Since 2016, when Haoran Fan received his masters degree in photography, he has been actively searching for unique and innovative ways to expand his photographic talents. Working with his series Displacement, the black and white landscapes captures a striking eeriness with a recurring distant figure floating within the frames. Haoran Fan expands on what this series entails for him on an artistic and personal level.
Fisheye Magazine : Firstly can you tell me a bit about yourself and your photography ?
Haoran Fan : My name is Haoran Fan. I was born in 1991 and I am a Chinese fine artist working and living in New York City. My photography currently focuses on exploring the coexistence of natural landscapes and human behaviors. Nature is always the leading role in my art practice, it allows a connection between reality and fiction, I create a new space which peacefully and poetically states the interaction between objects, human beings and personal emotions.
When did you get into photography ?
It was a long time ago. I got my first DSLR when I was 16 years old, from then on I took it everywhere and captured the landscapes that inspired me. Why I started shooting I am not sure, I think it has something to do with the unconscious but it might have a link with painting. I used to practice charcoal drawing and traditional Chinese painting when I was very young, that is where I gained my understanding of the sense of space, light and shadow, etc. I think my camera became its substitute after I got tired of drawing on paper and found a better way to speak.
How would you define your style ?
I would like to conclude my style as Oriental, Quite and Implicit. There’s no doubt that these characteristics are very much influenced by my personality and my way to see and feel the world.
How does your style affect how we view your images ?
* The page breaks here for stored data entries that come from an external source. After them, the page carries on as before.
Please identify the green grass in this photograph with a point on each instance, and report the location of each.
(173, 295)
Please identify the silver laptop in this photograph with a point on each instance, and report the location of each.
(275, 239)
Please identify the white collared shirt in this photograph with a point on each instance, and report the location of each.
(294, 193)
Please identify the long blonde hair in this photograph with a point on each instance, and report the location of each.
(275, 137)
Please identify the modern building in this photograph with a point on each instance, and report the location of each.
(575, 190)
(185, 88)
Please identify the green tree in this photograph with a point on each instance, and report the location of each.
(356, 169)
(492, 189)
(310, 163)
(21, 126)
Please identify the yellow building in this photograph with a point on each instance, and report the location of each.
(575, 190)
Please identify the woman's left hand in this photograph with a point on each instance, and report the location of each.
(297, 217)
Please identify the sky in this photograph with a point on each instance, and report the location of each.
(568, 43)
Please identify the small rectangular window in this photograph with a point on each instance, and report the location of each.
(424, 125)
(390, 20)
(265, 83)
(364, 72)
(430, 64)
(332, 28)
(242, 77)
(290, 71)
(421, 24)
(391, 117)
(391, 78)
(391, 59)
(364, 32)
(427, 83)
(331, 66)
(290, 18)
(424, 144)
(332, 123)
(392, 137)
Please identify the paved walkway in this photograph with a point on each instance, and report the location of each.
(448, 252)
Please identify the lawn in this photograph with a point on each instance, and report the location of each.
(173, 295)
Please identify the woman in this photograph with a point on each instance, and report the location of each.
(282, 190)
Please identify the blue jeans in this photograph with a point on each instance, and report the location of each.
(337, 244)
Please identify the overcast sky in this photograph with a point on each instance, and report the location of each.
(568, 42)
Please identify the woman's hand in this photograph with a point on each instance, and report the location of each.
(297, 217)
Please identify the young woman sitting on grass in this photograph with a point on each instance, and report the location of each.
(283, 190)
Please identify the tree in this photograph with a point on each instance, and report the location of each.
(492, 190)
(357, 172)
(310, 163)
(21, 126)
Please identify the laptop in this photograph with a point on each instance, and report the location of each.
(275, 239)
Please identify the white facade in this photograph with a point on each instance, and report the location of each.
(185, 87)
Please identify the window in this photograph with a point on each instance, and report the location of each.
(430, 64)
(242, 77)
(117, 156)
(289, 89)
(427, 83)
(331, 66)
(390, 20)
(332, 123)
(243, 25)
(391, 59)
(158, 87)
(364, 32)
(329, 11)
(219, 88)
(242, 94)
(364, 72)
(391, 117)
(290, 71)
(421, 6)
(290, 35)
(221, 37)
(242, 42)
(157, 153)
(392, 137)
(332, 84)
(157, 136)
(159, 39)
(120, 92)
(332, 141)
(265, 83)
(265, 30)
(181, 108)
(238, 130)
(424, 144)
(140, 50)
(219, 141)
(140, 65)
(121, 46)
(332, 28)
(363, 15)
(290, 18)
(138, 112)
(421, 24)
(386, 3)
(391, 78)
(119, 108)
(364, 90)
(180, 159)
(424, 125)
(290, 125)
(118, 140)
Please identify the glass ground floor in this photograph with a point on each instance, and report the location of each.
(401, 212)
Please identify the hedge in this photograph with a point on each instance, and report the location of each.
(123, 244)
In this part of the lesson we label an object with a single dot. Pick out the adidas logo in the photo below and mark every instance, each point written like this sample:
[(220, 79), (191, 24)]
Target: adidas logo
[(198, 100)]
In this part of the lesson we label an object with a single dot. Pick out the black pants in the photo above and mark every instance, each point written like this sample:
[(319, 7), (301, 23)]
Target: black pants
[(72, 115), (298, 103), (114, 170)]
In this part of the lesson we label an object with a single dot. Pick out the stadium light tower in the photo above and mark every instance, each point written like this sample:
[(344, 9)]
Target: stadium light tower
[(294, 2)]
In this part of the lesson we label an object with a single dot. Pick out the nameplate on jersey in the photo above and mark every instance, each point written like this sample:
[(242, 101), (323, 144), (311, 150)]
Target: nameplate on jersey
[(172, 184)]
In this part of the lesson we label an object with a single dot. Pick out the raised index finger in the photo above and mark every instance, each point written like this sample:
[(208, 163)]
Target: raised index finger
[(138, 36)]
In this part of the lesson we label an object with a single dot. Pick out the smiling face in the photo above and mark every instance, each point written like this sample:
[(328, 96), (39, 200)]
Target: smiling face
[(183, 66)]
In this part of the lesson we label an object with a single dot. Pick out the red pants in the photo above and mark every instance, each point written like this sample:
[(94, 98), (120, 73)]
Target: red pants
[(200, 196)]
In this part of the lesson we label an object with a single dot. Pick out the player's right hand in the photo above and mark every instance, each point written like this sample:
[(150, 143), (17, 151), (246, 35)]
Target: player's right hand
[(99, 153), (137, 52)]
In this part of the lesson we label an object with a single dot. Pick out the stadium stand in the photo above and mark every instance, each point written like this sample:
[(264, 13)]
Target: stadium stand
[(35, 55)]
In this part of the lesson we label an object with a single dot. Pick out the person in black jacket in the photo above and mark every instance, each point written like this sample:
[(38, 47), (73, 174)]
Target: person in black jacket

In the series Displacement, for example it is composed with perplexing details and textures in almost every image, but this doesn’t affect the general mood of this series, they are still peaceful and reserved. So I think my work could allure and collect people for its delicate details and then touch people for its simple, quiet and long-standing attributes.
What is the process of creating your photos ? How do you edit them ?
I spend a lot of time shooting and I have large numbers of landscape-related photographs in my hard drives. Usually I don’t process them immediately. It’s only when I come up with a new project that I go back and find those I need. I think this is a good way to refresh my mind and rethink the subjects and emotions of the photos I took before, no matter when and where I took these photos, they could be regarded as new again and relocated crossing the time and space.
What is the use of black and white ? It’s effect ?
The purpose of using black and white is largely affected by my understanding of landscapes. I don’t care too much of nature in respect to location, seasons or other external conditions. I pay more attention to the landscape itself as an objective existence in my mind. I think landscapes can deliver their characteristics better when they are monochromic. Working in black and white, with source landscape photographs taken in a variety of locations, I create psychological landscapes that are complex and layered with delicate detail.
How do you integrate the human in your series Displacement ?
In this series, I locate several figures in images. The project becomes more personal not only because it is my self-portraits that are used, but also because it is made-up of memories. However, I didn’t emphasize “me” in this series, I didn’t want people to feel disconnected with this series as they may think the figures in the images are not them, so I made the person in my works without clear characteristics, they are not apparent at first glance, but as a subtle witness, to take audiences on a journey in these dream-like images.
How are your own emotions integrated within your works ?
Displacement is personal because of its subject and creating process. I recalled my memories while thinking and developing this project, and the self-portraiture is also very intimate to me. Growing up, I lived and worked in many different places and often felt isolated and anxious without a sense of belonging. This sense of displacement created a space-time fabric of memory interwoven with dark fears and cavernous doubts. Displacement is a piece of intimate land, seemingly open, but a private territory.
What does a landscape mean to you ?
Nature or landscape is an objective material carrying great historical attributes. As time goes on, the unaltered texture, structure and shape are even more precious and moving. This strong objectivity has left me with enough space to think about its variable side. In my photography practice, “reconstructing landscape” has become an important path. The landscape captured in the past is the source of my creation, and the instantaneous emotional release or the combination of memory take charge of “remodeling”.
Your photos create an emotion of loneliness and solitude, how does this reflect on you ?
Lots of people may think that I am a lonely person after seeing my photographs. I have to say this is not 100% correct. I like living in metropolis and I do enjoy city life a lot. Even when surrounded by hustle and bustle, I can live in my own pace, I often escape to the wild to take photos, which are the resources and inspirations of my most works. I create art to make up the losses in urban life, this is not deliberate, but from my nature.